L'allevamento del bovino a carne in Italia ha connotati particolari. Deficitari come siamo di pascoli e di vitelli, la produzione di carne bovina avviene ingrassando giovani animali che si importano dalla Francia (in grande prevalenza) e poi da Polonia e Irlanda. Rispetto al passato questi Paesi preferiscono fornirci animali di peso elevato (oltre i 300 kg).

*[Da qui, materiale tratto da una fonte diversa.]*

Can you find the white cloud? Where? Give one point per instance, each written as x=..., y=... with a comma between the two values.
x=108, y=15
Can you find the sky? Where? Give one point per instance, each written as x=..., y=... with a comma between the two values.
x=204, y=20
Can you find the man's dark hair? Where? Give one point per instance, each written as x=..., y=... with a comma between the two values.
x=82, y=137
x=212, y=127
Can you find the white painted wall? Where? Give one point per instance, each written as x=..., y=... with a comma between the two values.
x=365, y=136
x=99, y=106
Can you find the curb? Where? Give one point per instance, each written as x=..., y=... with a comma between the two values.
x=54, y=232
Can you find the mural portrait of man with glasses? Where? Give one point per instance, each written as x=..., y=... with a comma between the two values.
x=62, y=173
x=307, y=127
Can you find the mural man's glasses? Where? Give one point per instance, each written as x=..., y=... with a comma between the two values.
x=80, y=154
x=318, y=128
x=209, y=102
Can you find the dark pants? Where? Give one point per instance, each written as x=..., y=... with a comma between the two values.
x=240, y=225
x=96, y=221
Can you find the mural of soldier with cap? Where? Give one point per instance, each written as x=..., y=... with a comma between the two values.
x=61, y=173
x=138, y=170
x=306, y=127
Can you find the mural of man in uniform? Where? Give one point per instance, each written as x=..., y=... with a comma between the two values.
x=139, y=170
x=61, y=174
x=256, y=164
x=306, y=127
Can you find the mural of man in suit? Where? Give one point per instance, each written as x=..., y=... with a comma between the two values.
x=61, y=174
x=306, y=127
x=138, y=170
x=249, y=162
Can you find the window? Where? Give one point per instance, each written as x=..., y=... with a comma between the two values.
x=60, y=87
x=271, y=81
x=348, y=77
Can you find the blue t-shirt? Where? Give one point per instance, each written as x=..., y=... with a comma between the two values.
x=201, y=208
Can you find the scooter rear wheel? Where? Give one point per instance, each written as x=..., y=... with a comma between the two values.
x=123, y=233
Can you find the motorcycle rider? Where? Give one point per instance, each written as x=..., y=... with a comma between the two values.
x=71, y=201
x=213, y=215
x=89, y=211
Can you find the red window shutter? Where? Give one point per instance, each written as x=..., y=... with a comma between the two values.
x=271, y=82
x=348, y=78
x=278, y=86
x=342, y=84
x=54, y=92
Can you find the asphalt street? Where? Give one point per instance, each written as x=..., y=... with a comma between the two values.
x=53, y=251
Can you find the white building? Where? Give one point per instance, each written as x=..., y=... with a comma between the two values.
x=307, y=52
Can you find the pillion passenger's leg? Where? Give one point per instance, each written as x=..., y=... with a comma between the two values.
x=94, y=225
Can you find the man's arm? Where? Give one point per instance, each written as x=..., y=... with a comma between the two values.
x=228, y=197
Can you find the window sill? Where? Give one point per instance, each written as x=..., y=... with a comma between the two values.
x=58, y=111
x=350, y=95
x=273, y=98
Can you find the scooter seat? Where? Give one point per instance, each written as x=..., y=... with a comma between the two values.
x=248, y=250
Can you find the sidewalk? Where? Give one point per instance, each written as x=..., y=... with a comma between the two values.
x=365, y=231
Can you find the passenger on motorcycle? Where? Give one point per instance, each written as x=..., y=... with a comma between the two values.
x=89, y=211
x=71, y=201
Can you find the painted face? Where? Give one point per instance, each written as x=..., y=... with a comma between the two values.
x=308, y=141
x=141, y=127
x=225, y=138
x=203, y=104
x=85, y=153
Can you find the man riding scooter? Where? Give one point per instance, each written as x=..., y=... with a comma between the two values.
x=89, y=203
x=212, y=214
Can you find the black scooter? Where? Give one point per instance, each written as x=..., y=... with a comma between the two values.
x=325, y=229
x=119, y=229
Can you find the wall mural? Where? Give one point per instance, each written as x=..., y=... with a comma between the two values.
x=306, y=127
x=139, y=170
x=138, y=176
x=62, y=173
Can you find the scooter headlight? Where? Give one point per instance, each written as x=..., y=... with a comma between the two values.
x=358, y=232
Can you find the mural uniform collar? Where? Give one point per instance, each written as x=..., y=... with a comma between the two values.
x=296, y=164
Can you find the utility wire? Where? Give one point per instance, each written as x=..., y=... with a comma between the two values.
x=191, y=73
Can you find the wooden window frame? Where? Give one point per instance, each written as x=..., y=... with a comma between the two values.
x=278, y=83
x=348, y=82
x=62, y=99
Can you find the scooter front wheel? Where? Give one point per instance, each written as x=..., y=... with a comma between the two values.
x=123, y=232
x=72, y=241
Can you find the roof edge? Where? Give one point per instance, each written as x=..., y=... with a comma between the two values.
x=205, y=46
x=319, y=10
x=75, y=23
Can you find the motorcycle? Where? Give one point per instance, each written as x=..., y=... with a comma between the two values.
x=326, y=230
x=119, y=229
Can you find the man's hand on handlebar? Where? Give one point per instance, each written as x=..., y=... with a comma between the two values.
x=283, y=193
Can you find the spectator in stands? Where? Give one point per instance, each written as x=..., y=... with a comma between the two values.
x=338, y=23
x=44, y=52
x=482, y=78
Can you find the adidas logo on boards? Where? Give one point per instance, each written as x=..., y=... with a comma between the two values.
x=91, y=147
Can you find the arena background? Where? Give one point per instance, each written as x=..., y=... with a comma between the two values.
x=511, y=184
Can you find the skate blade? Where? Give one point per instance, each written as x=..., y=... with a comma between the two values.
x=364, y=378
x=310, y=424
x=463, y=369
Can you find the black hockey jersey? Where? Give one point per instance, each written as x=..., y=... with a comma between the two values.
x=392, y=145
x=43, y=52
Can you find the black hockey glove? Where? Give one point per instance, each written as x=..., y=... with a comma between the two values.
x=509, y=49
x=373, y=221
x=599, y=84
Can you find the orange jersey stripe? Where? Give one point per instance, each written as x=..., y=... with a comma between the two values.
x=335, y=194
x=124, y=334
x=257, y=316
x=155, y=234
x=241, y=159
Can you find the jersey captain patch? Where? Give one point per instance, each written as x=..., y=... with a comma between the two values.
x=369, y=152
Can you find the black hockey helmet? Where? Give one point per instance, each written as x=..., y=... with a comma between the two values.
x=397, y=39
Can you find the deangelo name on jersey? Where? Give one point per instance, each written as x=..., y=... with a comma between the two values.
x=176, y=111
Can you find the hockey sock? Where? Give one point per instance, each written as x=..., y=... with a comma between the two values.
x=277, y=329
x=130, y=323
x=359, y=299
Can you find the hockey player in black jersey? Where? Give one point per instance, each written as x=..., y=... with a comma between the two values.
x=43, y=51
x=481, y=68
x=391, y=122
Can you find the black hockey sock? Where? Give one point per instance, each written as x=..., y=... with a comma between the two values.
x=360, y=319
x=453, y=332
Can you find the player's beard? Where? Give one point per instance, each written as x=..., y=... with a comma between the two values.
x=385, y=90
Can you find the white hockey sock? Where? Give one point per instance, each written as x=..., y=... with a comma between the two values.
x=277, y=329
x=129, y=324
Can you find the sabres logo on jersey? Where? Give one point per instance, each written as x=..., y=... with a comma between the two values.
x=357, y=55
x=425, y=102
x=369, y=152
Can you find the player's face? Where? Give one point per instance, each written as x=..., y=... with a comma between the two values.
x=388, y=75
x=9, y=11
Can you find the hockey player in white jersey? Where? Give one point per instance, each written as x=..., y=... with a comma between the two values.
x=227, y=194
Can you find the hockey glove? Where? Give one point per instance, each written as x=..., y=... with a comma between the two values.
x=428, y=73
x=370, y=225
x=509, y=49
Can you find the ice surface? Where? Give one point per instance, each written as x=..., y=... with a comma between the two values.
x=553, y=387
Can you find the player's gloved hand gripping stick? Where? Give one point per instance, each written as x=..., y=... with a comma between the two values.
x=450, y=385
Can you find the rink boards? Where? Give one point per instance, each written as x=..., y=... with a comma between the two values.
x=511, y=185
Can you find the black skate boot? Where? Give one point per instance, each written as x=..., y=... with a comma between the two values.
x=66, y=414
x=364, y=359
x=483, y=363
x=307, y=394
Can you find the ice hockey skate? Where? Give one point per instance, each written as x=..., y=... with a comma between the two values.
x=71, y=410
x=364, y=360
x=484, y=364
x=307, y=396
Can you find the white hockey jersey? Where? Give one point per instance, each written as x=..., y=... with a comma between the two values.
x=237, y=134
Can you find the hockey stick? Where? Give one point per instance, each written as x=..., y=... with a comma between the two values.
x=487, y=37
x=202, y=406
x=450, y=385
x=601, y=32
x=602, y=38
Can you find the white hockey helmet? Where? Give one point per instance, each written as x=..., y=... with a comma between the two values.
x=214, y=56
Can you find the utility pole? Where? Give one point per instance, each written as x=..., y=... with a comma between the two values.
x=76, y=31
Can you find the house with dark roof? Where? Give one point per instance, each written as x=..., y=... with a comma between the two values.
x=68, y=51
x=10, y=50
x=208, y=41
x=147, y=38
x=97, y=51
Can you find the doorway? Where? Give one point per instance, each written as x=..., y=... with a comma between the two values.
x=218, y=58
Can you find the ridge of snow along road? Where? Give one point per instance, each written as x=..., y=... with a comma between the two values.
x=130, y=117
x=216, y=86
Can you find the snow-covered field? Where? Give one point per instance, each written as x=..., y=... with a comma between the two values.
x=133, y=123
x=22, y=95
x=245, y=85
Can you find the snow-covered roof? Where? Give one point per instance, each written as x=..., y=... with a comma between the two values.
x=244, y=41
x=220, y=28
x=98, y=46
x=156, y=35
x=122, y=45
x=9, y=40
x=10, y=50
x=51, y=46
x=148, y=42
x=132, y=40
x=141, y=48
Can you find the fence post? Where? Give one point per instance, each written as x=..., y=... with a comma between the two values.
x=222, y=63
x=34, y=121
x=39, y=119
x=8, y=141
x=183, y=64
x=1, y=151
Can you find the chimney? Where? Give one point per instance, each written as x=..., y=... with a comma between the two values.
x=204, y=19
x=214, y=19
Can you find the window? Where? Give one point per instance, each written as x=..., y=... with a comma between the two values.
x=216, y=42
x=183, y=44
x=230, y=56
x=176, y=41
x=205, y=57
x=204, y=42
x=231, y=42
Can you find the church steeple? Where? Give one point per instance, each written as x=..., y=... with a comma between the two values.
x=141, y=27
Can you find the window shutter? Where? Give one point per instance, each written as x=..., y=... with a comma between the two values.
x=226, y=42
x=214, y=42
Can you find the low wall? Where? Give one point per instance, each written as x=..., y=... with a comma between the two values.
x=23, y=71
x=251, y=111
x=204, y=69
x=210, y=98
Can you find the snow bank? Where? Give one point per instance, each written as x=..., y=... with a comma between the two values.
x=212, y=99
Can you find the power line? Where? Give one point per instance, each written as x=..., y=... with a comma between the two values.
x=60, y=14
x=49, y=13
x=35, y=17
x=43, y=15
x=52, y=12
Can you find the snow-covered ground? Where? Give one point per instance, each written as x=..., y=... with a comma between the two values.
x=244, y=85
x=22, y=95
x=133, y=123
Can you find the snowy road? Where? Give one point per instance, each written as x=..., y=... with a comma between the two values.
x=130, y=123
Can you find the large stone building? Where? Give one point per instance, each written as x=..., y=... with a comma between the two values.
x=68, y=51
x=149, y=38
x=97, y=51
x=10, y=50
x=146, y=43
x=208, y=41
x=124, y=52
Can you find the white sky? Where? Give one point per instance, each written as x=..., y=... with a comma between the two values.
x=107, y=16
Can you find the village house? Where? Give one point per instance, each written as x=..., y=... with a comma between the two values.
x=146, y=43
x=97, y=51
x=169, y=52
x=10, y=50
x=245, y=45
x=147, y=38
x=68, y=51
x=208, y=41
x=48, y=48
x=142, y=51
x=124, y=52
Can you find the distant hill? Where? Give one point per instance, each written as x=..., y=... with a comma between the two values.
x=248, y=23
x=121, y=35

In questo modo riescono ad usufruire dei premi comunitari che la Ue mette a disposizione e che altrimenti perderebbero vendendoci animali più giovani. Con il risultato che si sono accresciute in quantità e in valore le nostre importazioni di bovini vivi, che oggi assommano a circa un milione di capi, per un ammontare di oltre 823 milioni di euro (elaborazioni Osservatorio Latte su dati Istat).

 

I problemi da affrontare

In queste condizioni produrre carne bovina in Italia è un'attività che risente più di altre delle politiche agricole comunitarie e delle decisioni che vengono prese a Bruxelles su temi come il trasporto animale, il benessere in allevamento o la salute degli animali. Tutti argomenti, questi, che sono stati al centro dell'annuale assemblea di Uniceb (l'associazione che riunisce gli importatori e gli ingrassatori di bestiame e carni) che si è svolta recentemente a Verona. Con una qualificata presenza dell'intera filiera produttiva, l'incontro ha puntualizzato numerosi aspetti che richiedono maggiore attenzione e risposte da parte dell'amministrazione pubblica e di quella sanitaria in particolare. Gli allevatori di bovini da carne si trovano infatti a fare i conti con costi crescenti per le nuove tariffe previste dalla nuova regolamentazione per i controlli veterinari. Costi che vanno a sommarsi, specie per le imprese di macellazione, con gli obblighi ancora esistenti in tema di prevenzione della Bse. Altro tema “caldo” è legato alle proposte della Commissione Europea sul trasporto animale (si veda in proposto anche le anticipazioni fornite da Agronotizie) che vorrebbero ridurre i tempi di viaggio ed aumentare la superficie a disposizione di ogni capo. Gli aumenti dei costi colpirebbero soprattutto l'allevamento italiano per la sua dipendenza dall'estero per i capi da ingrassare. Questi vincoli accrescono le già notevoli difficoltà di approvvigionamento di animali, che potrebbero essere superate, come da tempo chiede Uniceb, dando maggiori aperture alle importazioni da Paesi Terzi e in particolare da Brasile e Argentina.

 

Le richieste di Uniceb

Il presidente di Uniceb, Renzo Fossato, nel chiudere i lavori congressuali ha voluto ricordare le difficoltà degli operatori a rapportarsi con la Gdo (grande distribuzione organizzata), che ha assunto sul mercato un potere contrattuale talmente forte da porre gli operatori delle carni bovine in posizione di sudditanza. Difficoltà che si vanno ad aggiungere a quelle già ricordate e che mettono in forse il futuro del settore della carne bovina. Partendo da queste considerazioni dall'incontro Uniceb si è levato all'indirizzo del ministro Luca Zaia un invito a riservare parte delle risorse previste dalla Pac e in particolare dal nuovo articolo 68 (che, ricordiamo, riguarda gli interventi per le problematiche settoriali), per sostenere le attività degli ingrassatori italiani. Questi ultimi, per voce del presidente Fossato, suggeriscono di ridurre a 5 mesi (in luogo degli attuali 7) il periodo minimo di detenzione degli animali necessario per poter usufruire del premio comunitario. Un'esigenza dettata dal progressivo innalzarsi del peso al quale gli animali vengono ceduti agli allevatori italiani e che riduce di fatto la permanenza nelle nostre stalle per completare il finissaggio.